Musings on Market Day

Market day is a downer. Sure, there are a few pigs I was glad to see go, but I don’t think I’ve ever been closer to disavowing bacon than on market day–well, maybe I have, there was that one time I checked my blood pressure after eating a half pack of bacon. 

Sometimes when I think about God, the best analogy I can think of is a farmer and a pig. A pig is a smart animal, but most farmers, current writer excluded, are exponentially smarter and somewhat omniscient (at least in terms of the pig’s day of reckoning) and generally benevolent (at least in terms of providing for the pig’s welfare). I suppose the analogy would branch from here, depending on your beliefs: If you’re a pantheist, the pig would dissolve into the ether of livermush–and so would the farmer. If you’re a Christian, in the end times, the farmer would return and call all the pigs home, which is basically a heavenly version of a pig pickin’. If you’re an atheist, then the farmer is just a figment of the pig’s imagination. 

I’m not sure which branch is more ludicrous. But the thing is, life itself is ludicrous. As far as we know, in the vastness of the vast universe, we are it. Somehow, on a rock floating in space, an amoeba sprang up to form a man capable of creating livermush and then using it in analogy about an abstract concept, called God, which may be a figment of his imagination. Sure, there is a lot of chatter about UFOs these days, but if aliens turn out to be pale, anemic-looking bipeds then something fishy is going on. Aliens that look anything similar to us just wouldn’t make sense. Given a completely different set of evolutionary conditions on some other planet, I would think if we did find a crashed flying saucer that was extraterrestrial in origin, it would be more likely to be piloted by a talking sponge than little gray men. 

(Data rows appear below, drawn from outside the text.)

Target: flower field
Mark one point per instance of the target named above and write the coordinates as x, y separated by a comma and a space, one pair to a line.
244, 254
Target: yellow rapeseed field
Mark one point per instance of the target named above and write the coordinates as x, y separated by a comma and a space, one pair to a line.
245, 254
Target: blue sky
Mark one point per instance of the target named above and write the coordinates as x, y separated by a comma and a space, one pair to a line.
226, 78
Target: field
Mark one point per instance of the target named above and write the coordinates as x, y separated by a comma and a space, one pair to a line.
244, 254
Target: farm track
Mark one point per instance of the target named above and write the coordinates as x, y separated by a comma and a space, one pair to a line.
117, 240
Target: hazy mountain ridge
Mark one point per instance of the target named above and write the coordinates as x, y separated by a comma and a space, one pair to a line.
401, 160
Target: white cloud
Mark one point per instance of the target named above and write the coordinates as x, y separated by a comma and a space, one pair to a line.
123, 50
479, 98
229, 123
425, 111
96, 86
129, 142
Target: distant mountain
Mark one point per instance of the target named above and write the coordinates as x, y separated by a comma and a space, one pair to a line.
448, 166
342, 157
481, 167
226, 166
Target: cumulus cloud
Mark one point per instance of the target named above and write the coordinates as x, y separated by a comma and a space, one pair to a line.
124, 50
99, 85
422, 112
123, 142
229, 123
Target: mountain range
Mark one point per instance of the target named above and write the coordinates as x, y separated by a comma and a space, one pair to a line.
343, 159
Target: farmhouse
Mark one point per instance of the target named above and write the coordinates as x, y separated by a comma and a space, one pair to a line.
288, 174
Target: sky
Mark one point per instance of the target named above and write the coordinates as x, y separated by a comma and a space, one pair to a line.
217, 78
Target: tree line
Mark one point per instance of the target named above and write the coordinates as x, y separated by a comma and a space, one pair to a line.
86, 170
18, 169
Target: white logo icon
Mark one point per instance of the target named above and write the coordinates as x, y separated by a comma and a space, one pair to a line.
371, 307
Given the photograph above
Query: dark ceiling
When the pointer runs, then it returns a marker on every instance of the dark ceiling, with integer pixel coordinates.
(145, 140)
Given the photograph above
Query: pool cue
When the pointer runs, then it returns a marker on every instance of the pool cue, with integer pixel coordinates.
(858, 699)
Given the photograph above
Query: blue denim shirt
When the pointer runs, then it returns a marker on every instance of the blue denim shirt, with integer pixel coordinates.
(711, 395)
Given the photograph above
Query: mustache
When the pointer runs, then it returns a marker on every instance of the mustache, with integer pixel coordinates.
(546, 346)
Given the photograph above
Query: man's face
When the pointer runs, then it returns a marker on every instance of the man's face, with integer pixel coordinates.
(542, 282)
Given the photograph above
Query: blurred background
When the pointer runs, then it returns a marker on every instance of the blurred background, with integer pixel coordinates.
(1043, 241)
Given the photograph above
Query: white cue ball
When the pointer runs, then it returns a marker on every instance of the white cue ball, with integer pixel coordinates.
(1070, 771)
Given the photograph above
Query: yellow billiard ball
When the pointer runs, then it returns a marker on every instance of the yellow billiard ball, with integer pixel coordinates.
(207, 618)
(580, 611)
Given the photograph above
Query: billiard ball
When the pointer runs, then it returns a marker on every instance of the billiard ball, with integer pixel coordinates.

I’m not sure how I went from pigs, to God, to aliens, but your mind goes to strange places on market day. All I know is I’m thankful for pigs and bacon and life itself, even if it is ridiculous. And I’m thankful that we live in a country where we can have ridiculous discussions and write ridiculous blog posts and think freely and eat bacon. And I’m thankful we live in a country where people can disavow bacon and join PETA if they so choose. And I’m thankful we live in a country where people can vote, whether it’s for a talking sponge or a little gray man. And I’m thankful I can live on a little farm and keep bees, the premise of which–a soft-bodied mammal keeping thousands of stinging insects–is ridiculous in and of itself. All said, I have a lot to be thankful for as I float along in this particular place on this particular rock in a vast universe of ridiculousness.

Gluttons for Punishment

Not to get religious, but one thing I find interesting about the story of Adam and Eve is the fact that God punished the first couple by farming. That seems about right. Out of all punishments in the primordial soup, and I’m sure there were some tasty ones in there, God chose boring old “soil cultivation” as his foundational punishment. Eventually, God added some spice with plagues and floods and such, but those wouldn’t add nearly as much misery without farm crops to ruin. 

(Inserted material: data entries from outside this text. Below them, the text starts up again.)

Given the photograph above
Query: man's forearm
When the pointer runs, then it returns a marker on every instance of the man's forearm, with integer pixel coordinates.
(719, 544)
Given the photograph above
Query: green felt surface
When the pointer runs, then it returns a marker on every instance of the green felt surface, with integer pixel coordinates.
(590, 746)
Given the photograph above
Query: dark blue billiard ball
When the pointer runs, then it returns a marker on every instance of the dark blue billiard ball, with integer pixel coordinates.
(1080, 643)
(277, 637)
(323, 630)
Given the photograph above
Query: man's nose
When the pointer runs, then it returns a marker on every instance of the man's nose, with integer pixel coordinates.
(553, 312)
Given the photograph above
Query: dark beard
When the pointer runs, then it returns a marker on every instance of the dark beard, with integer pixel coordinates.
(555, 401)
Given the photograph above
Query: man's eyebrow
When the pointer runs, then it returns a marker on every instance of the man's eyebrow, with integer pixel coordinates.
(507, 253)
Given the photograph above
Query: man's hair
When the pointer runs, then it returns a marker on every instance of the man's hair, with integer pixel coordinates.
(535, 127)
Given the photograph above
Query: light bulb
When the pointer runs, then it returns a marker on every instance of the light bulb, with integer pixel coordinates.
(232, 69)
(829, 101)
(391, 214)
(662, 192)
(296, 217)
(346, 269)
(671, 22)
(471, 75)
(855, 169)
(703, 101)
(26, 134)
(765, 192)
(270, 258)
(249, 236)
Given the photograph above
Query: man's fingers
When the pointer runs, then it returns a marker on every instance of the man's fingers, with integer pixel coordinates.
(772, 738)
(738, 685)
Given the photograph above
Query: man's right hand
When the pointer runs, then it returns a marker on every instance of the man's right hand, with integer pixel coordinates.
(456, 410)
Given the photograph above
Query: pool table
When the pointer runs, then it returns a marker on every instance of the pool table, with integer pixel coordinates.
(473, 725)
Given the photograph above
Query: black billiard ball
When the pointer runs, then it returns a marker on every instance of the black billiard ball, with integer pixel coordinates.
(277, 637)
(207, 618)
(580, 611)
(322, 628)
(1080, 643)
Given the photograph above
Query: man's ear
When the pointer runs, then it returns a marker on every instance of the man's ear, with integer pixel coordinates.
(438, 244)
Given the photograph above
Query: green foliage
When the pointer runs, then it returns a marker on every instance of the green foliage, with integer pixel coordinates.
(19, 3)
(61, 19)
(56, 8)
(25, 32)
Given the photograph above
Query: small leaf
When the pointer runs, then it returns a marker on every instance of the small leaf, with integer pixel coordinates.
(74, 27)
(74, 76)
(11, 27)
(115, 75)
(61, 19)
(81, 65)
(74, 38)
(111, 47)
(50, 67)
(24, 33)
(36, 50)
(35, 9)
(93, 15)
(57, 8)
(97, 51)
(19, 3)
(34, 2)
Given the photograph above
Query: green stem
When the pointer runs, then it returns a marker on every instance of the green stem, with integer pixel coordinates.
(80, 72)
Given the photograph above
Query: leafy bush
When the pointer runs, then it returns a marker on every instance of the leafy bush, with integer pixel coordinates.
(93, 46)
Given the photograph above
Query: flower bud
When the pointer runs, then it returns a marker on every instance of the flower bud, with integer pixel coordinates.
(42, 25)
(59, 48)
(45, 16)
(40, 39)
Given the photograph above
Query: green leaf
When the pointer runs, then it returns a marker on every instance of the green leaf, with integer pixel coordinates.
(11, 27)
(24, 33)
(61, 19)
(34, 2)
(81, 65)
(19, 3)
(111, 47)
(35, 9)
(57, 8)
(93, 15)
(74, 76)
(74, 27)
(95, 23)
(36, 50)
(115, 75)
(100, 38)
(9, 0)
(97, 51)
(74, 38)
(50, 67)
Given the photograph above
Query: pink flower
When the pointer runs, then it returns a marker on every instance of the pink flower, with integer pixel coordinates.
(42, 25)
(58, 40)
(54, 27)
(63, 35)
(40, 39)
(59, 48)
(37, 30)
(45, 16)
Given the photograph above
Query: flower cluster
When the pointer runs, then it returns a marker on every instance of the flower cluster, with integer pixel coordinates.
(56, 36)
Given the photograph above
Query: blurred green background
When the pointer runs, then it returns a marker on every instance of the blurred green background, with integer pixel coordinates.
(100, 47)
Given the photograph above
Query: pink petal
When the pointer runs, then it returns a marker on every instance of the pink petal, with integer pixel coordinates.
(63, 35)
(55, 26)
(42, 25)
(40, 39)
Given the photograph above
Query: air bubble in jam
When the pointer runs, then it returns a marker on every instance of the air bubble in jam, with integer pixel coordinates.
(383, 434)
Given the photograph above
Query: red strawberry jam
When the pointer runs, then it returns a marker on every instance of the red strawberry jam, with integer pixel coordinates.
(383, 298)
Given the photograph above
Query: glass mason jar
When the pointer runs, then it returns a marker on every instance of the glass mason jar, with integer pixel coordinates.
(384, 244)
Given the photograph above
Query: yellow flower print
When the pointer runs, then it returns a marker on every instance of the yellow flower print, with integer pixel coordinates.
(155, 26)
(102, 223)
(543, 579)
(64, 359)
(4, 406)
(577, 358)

The point here, though, is farmers are gluttons for punishment. Year after year, farmers come back for another round of woe and bear the weight of original disciplining. In my innocence, I used to think farming was fun and exciting (a belief quickly dispelled when I planted and picked a quarter-acre patch of strawberries by myself), and I see a lot of new farmers come into the agriculture office where I work thinking the same thing. But most quit after a few years–sadly, can’t take the pain.

Not to get even more religious, but I’ll bring up another point. Right there in Genesis, written thousands of years ago, are the first documented descriptions of the two farm paradigms: (1) the organic, ideal, untainted, natural, sustaining garden planted by God and (2) the cursed and fallen land outside it, destined to be worked by the toilsome efforts of man. Whatever you make of Genesis, the point here is the two conflicting paradigms of agriculture are accounted for thousands of years ago. 

Humanity has been in a state of cognitive dissonance ever since. Which is kinda reflected in my own thoughts about agriculture: I support farmers who shoot for a higher ideal (we may not be able to get back into the garden, but maybe we can get closer to it). Meanwhile, I also support conventional farmers who undergo the toilsome and often thankless labor of feeding the vast majority of Earth’s inhabitants, and in so doing bear the brunt of original disciplining while the rest of us eat and critique their farming methods. 

The way I look at it, there’s no perfect paradigm of farming, no perfect farm, no perfect farmers. Just people, most of whom are exhausted and trying to make it through the day, doing the best they can with their particular helping of primordial soup.